By Byron Lichstein
There has been much attention paid recently, including in these pages, to a recent bill that purportedly heightens the admissibility standards for expert testimony.
Under the old standard, expert testimony in Wisconsin had to satisfy only a “relevancy” standard, meaning it was admissible if it would make the existence of any consequential fact more or less probable. Under that old standard, Wisconsin trial judges were not required to assess the scientific reliability of expert evidence as a prerequisite to admissibility. Under the new standard, such testimony must meet more rigorous scientific standards: the testimony must be based on sufficient facts or data and must be the product of reliable principles and methods.
There are many important potential consequences to this change, but one that has received little attention is the possible impact on wrongful convictions in criminal cases. It is now beyond dispute that various kinds of forensic science errors have played a significant role in wrongful convictions. Of the first 225 wrongful convictions overturned by DNA testing, more than 50 percent (116 cases) involved faulty forensic evidence that went undetected at the time of trial.
Based in part on these alarming statistics, Congress in 2009 charged the National Academy of Sciences with studying the strengths and weaknesses of the forensic sciences. That study produced a scathing critique, identifying widespread problems with the manner in which forensic science is conducted and presented in court. The United States Supreme Court, with Justice Scalia writing for the majority, joined this chorus in Melendez-Diaz v. Massachusetts, 129 S.Ct. 2527 (2009), citing wrongful convictions based on forensic science errors and stating bluntly, “Serious deficiencies have been found in the forensic evidence used in criminal trials.”
Wisconsin cases are typical of this trend. In the case of Robert Lee Stinson, for example, a forensic odontologist (bitemark expert) testified at Stinson’s 1985 murder trial that bitemarks on the victim’s body “had to have been made” by Stinson’s teeth with “no margin for error.” After 23 years of wrongful incarceration, a new bitemark analysis and DNA testing finally conclusively disproved this testimony, freeing Stinson and identifying the true perpetrator.
Stinson’s case demonstrates the essence of the problem with many of the forensic sciences: the odontologist’s claim of a conclusive identification has no basis in science. There is no empirical data demonstrating that bitemark experts can accurately match bitemarks to suspects’ teeth, nor is there any proof that two people with different teeth will necessarily leave identifiably different bitemarks in skin.
Nor is there reason to be sure that today’s forensic scientists have learned the hard lessons of cases like Stinson’s.
In a recent Wisconsin case, State v. Jones, 2010 WI App 133, a state crime laboratory analyst testified that a bullet found in the murder victim’s body had markings matching the defendant’s gun, that no other gun in the world could have left such markings, and that there was no error rate in the analyst’s analysis. Just like in Stinson’s case, there is no scientific basis for testifying to such a conclusive match. There is no data proving that ballistics experts can accurately match a bullet to a gun, that no two guns could possibly leave indistinguishable markings, or that ballistics analysis is an error-free method.
But on appeal, the Court of Appeals accepted the testimony, holding that Wisconsin’s (at that time) liberal admissibility standard barred the circuit court from excluding the testimony. The court contrasted Wisconsin’s standard to the more exacting standard in the federal system, established in Daubert v. Merrell Dow Pharmaceuticals, 509 U.S. 579 (1993). Following the decision allowing such unscientific testimony, the Department of Justice rejoiced, stating in a press release that “Murderers should fear forensic science.”

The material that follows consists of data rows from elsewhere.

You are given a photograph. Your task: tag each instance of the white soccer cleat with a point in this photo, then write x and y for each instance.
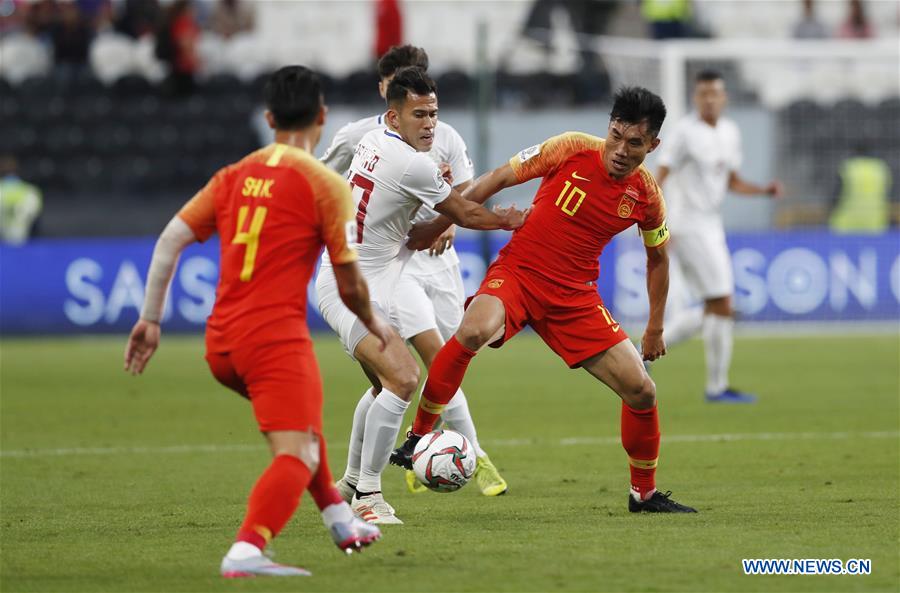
(261, 566)
(354, 535)
(347, 491)
(373, 509)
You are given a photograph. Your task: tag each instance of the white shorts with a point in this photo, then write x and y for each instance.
(342, 320)
(428, 301)
(705, 263)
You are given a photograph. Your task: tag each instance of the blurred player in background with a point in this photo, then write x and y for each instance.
(273, 210)
(700, 160)
(428, 302)
(546, 277)
(392, 177)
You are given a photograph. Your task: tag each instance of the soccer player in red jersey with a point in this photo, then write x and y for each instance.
(545, 277)
(274, 210)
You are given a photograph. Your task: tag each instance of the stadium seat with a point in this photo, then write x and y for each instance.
(361, 88)
(132, 86)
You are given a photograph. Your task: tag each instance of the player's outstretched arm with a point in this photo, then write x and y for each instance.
(741, 186)
(423, 235)
(355, 295)
(475, 216)
(144, 338)
(652, 344)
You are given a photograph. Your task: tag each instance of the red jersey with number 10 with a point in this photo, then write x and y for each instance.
(273, 210)
(579, 208)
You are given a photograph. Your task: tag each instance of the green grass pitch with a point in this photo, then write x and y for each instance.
(114, 483)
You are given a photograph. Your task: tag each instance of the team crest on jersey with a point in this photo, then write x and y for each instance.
(350, 233)
(439, 179)
(626, 206)
(529, 153)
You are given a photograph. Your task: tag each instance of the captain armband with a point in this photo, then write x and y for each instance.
(656, 237)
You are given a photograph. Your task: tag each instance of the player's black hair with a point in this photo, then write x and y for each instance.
(409, 80)
(634, 104)
(401, 56)
(707, 76)
(294, 95)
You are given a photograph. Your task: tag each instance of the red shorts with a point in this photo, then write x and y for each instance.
(281, 381)
(572, 321)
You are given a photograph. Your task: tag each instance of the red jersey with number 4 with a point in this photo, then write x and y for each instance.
(273, 210)
(579, 208)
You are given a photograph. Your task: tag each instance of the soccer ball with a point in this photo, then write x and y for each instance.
(444, 460)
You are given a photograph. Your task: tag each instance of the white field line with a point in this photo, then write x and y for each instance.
(684, 438)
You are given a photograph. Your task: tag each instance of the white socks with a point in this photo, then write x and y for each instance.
(457, 415)
(336, 513)
(718, 340)
(351, 474)
(382, 426)
(683, 325)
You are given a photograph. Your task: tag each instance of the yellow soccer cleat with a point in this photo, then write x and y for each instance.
(489, 480)
(413, 484)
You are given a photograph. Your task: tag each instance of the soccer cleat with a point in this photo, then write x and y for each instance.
(372, 508)
(413, 484)
(346, 489)
(658, 503)
(402, 455)
(258, 566)
(731, 396)
(354, 535)
(489, 480)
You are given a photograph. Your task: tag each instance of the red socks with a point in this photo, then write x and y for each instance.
(640, 437)
(273, 500)
(444, 378)
(322, 486)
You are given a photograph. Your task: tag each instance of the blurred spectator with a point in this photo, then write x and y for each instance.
(41, 18)
(176, 44)
(230, 17)
(388, 26)
(71, 38)
(668, 19)
(809, 26)
(857, 25)
(862, 201)
(139, 18)
(20, 204)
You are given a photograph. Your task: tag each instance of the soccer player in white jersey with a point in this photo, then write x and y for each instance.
(429, 300)
(392, 176)
(700, 162)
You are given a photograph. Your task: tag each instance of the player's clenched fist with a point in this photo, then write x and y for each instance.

One might think that the advent of a Daubert standard in Wisconsin will mark the end of such unscientific testimony. Indeed, at least in theory, Daubert is intended to bring science into the courtroom, excluding expert testimony that has no basis in the scientific method or empirical data. But the reality is, in other states Daubert has not lived up to this theory. Instead, commentators have pointed out that criminal defense attorneys have too infrequently raised Daubert challenges, and judges have often rejected defendants’ Daubert challenges when doing so would risk weakening the state’s case against an allegedly violent offender. That trend in criminal cases has not held true in civil cases, where well-funded attorneys have appropriately raised Daubert challenges, and judges have rigorously applied Daubert to exclude unscientific evidence.
The point of all this would appear to be that Daubert will have an impact on wrongful convictions only if it is rigorously applied by defense attorneys and judges. Expert testimony that is exaggerated or unscientific can now be measured against a more rigorous legal test, one that at least has the potential to exclude expert testimony that has too-often had tragic consequences for innocent defendants. It is now up to Wisconsin attorneys and judges to ensure that Daubert lives up to its potential.
Byron Lichstein is deputy director of UW Law School’s Remington Center, a law-in-action program made up of several clinical projects dedicated to teaching, service, and research. He serves as director of the Criminal Appeals Project and supervising attorney for the Wisconsin Innocence Project.